WORTH AND GOODNESS AS MARKS OF THE ABSOLUTE


CRITICISM BY PROFESSOR MEZES


Not unworthy of note, in the exercises of this evening, is the fact that nearly all the participants have stood to each other in the relation of teacher and pupil. Only a few years ago, the meeting of such persons in a public discussion would have been nearly impossible; or, at all events, the key-note of the meeting would most probably have been an entirely genuine and yet somewhat monotonous agreement. But a frank independence of thought is the informing spirit of modern teaching in this country. Teachers care comparatively little to have students agree with them, but insist very strongly that they shall think out their own thoughts for themselves. Students are not merely informed of old solutions. They are rather trained and encouraged to think out new solutions, on the chance that the new may supplement some of the imperfections of the old. Some modern teachers even carry this so far as positively to distrust such students as agree with them. Now, Professor Royce is a typical modern teacher; and, indeed, in what I have just said, I am doing little more than repeat what I have often heard him say to his classes. For a long time, as I will now confess, it was desperately difficult to disagree with him and yet seem to oneself at all reasonable. For he has a way of mounting his facts in a setting of stringent logic, and of driving home his conclusions with the persuasive power of a finished rhetoric. But by dint of long and strenuous effort to look at things for myself, I have succeeded in meeting his requirement that I should disagree with him, and I have some hope of persuading you, and possibly Professor Royce too, that my disagreements are solidly founded. But of that you shall now judge.


I

NO WORTH AND DIGNITY PROVED OF THE ABSOLUTE

In considering Professor Royce’s position, as outlined in the address we have just heard, I shall limit myself to two criticisms. My first, in a word, is this: I cannot agree with the Professor that the Being whose existence, as I freely admit, he has fully established, has been proved by him to be a being possessing worth and dignity. When he says, that, under pain of self-contradiction, we must assert that an Ultimate Being exists, that he is fully conscious, that his experience is organised, or, what amounts to the same thing, that within his experience there are to be found no unanswered questions and no unsatisfied desires, I find the reasoning compulsory, inevitable. A confusion, an unanswered problem, a thwarted desire, in order to be such, holds in solution its own clarification, answer, or satisfaction, as the case may be. All this Professor Royce has expounded at some length, far more convincingly than I can, and I need not repeat it. But what I miss is, his promised proof that there is a real being worthy of the exalted name of God.

The difficulty I experience with his view may be stated in the form of a question: How does he find out what facts, what problems, confront the Absolute?

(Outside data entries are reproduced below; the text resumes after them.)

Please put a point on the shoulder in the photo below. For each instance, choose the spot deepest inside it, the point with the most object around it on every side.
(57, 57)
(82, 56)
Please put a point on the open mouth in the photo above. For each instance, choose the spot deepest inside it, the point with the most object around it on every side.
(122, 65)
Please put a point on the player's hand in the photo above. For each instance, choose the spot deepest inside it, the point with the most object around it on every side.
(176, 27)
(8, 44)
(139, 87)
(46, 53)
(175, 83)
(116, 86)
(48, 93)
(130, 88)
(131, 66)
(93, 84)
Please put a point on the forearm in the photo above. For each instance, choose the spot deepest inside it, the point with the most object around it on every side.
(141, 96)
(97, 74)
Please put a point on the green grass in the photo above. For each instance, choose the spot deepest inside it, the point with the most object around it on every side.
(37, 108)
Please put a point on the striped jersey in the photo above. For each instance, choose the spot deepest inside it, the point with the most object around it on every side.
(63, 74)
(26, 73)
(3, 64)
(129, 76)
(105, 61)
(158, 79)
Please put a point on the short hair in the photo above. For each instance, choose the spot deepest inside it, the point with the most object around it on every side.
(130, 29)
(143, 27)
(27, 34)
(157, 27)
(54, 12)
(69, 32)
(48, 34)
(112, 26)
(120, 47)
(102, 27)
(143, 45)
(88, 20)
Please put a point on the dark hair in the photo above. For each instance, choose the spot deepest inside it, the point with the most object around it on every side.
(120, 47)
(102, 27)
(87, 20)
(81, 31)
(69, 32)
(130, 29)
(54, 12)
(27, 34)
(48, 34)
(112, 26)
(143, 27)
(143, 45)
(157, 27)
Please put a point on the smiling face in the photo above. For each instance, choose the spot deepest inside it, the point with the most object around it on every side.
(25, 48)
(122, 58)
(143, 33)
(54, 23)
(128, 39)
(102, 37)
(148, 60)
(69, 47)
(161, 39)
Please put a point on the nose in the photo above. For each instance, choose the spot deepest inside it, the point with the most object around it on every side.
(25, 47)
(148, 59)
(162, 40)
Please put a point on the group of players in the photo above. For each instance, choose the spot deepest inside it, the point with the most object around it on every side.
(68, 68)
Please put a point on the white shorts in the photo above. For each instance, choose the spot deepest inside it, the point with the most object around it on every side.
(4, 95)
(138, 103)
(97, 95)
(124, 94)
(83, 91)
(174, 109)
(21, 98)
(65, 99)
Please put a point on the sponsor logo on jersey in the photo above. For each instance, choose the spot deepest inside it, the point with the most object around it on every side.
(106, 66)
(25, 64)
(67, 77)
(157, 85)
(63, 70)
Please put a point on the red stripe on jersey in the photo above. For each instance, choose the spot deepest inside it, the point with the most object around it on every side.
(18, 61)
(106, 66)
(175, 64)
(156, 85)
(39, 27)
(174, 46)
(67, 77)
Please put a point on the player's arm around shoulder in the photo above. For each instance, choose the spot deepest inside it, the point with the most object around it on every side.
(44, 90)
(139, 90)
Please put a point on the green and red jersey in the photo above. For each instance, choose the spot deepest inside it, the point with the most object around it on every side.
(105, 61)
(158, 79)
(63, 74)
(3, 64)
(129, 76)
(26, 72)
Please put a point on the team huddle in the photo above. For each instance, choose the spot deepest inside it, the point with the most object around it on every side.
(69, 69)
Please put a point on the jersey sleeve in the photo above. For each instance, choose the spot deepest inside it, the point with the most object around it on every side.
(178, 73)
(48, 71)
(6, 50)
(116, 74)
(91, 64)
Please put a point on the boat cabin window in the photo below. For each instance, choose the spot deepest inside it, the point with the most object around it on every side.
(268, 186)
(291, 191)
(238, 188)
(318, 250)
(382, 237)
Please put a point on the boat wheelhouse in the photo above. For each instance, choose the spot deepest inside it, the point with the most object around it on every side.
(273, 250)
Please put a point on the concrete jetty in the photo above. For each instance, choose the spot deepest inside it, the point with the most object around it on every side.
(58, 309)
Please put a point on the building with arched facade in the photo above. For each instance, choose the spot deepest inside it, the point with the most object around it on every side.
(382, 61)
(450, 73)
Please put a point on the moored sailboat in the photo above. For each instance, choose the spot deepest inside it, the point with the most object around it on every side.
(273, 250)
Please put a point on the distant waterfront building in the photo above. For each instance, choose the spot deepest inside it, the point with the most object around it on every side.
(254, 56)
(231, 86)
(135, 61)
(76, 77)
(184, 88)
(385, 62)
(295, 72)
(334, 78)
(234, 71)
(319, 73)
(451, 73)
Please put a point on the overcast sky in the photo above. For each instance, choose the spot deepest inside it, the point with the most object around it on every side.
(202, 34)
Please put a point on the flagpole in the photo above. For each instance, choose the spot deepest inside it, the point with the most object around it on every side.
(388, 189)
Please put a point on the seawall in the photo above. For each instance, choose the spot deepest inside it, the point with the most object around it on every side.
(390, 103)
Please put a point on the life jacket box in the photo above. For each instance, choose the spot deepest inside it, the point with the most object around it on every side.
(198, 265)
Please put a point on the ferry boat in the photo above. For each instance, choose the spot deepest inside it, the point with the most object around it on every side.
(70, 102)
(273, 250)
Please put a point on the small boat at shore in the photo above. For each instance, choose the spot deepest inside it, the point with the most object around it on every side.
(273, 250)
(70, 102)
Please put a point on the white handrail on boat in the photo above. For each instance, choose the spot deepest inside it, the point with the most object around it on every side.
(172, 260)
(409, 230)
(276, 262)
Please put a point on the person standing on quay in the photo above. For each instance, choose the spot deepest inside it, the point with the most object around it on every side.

To this question, the answer is not far to seek. Professor Royce accepts such facts and problems at the hands of current belief and science. That we all do the same, and must do so, is of course true, as a few words would make clear. But the important question, to be considered presently, is: Upon how many facts, thus attained, does philosophy, or rather Professor Royce’s philosophy, set its stamp of approval? At the present moment, my words, possibly a few thoughts and problems suggested by them, and what we feel and see, are the only facts directly present to us; and, as you will readily admit, the other moments of our lives are just about as meagrely supplied with directly verified data. That vast sum-totals of facts have existed in past ages, and that others are existing now in the distant stretches of space, we all confidently believe; but, observe, only on indirect evidence. We get at absent facts by means of memory, sympathetic thinking of the thoughts of others, and reasoning founded on these two, combined with personal observation. The existence of such a fact as the Crocker Building, we now get at by memory; we get to know the experiences and beliefs of our friends, acquaintances, and scientific co-workers who verify our results, largely by sympathetic thought; while the scientific historian reconstructs the Napoleonic period by very elaborate processes of reasoning and observation. And so we project idea after idea out of the present into the past, the distant, and the future, holding each to be a fact there, gradually peopling our previously empty world, and extending its bounds in thought till we come to believe in the complicated immensity of the universe of reality.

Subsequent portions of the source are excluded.